Introducing un-scored questions

By Adam Siegel on October 15, 2024

The religion of probabilistic forecasting says SCORE EVERYTHING and we try to(!), but there are times when you want to ask a question that may not have good resolution criteria (e.g. asking retroactively who committed an attack if you already know the definitive answer will never be provable), or the answer is 5+ years from being known.

In these instances, scoring the question for accuracy either isn't possible, or will take a very long time. Yet analysts or decision makers consuming this information still want people's quantitative, probabilistic input. 

For these situations, we've recently introduced un-scored questions.  

To a forecaster, the experience is exactly the same. You enter your probability, your rationale, and you're done. As always, you can update your forecast too whenever you want. When the question timeline has expired, it will simply end and it will never be scored. 

Cosmic Bazaar, the UK Government's crowdsourced forecasting program, has been using these to great effect to capture input from forecasters about a range of longterm questions in preparation for preparing analytic products for policymakers. They ask questions whose results won't be known for 10, 20, 30 years in the future and only allow input for 1-3 months, at which point the question is closed. 

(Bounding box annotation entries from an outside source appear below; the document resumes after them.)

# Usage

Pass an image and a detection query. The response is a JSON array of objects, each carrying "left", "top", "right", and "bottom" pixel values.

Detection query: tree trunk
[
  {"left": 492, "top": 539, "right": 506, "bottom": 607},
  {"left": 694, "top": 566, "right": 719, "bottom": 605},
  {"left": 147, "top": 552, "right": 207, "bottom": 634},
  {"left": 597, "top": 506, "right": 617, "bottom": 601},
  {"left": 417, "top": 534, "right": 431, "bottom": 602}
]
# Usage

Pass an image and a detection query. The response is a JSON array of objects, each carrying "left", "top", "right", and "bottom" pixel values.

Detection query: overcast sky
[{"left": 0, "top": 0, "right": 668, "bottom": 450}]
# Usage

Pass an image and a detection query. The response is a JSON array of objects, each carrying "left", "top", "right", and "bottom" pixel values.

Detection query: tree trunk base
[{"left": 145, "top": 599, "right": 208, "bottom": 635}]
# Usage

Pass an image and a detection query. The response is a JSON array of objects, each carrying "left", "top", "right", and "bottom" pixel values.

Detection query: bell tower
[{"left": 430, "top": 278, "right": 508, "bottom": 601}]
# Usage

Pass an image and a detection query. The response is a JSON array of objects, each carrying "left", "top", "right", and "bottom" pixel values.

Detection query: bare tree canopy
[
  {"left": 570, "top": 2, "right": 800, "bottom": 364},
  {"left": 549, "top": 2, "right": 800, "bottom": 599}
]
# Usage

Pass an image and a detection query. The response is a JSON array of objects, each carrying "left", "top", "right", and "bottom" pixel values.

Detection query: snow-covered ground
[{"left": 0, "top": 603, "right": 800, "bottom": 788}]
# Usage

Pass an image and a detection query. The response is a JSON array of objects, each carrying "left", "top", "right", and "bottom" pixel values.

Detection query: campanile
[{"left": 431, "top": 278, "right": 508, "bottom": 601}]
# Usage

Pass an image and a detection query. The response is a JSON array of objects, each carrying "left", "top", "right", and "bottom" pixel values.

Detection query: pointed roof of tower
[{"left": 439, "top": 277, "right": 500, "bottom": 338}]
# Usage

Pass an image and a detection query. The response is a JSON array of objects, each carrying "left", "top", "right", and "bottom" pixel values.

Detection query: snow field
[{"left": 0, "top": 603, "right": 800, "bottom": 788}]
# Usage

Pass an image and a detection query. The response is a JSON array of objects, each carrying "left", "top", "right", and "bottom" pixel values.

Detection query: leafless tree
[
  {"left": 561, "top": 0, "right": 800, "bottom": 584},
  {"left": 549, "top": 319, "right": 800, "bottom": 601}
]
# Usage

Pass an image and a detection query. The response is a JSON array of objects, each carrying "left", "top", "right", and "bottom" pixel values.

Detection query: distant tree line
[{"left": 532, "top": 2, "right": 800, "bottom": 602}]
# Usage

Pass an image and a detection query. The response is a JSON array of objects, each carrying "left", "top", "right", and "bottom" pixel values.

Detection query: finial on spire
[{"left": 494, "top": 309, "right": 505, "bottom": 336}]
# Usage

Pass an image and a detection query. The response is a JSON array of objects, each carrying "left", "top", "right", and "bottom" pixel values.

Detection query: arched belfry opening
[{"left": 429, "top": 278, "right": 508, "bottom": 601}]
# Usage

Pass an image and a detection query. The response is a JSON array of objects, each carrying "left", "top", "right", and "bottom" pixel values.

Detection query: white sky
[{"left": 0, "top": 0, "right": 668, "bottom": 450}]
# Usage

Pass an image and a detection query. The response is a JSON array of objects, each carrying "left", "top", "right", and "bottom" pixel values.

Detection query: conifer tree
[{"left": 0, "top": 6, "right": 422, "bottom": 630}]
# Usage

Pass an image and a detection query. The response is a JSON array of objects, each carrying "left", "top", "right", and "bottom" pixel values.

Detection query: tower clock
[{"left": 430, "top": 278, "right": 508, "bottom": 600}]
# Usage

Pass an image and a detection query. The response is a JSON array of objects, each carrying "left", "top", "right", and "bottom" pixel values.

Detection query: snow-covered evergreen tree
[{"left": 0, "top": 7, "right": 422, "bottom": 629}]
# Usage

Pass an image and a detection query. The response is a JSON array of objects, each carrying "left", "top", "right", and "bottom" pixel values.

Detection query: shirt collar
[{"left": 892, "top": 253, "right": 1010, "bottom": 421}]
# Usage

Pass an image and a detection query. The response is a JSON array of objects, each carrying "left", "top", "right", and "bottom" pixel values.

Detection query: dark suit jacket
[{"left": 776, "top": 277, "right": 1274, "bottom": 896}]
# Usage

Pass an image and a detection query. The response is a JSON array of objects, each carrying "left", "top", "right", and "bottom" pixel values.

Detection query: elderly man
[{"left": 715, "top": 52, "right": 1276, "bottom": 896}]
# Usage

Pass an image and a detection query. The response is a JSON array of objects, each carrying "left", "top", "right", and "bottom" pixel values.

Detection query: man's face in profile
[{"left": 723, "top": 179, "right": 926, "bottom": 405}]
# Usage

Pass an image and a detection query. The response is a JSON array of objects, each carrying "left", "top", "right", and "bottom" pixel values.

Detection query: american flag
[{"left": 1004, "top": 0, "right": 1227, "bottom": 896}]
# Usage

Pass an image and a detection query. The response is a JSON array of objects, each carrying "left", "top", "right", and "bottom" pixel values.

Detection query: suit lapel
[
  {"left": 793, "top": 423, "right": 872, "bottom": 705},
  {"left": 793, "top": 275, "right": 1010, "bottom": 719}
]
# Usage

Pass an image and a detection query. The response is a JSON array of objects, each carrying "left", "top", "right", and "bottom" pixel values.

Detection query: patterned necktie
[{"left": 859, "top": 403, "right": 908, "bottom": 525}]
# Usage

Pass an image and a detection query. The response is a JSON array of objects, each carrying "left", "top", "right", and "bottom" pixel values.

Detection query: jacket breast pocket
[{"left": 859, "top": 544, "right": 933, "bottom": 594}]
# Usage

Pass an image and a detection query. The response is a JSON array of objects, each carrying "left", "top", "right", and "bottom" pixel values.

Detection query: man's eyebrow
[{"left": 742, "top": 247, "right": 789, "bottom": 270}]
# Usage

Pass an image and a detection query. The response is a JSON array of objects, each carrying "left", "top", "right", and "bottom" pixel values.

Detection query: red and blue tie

The benefit of course is that you're leveraging your crowd in a different way. These are people, in Cosmic Bazaar's case, who may have been forecasting now for 4+ years and have a track record. Logic would dictate that if they've done well, it's also useful to listen to them in other contexts. 

For administrators: when you're publishing a question, you can simply uncheck a new checkbox that says "Calculate Accuracy Scores." Everything else would be set as you would for a scored question.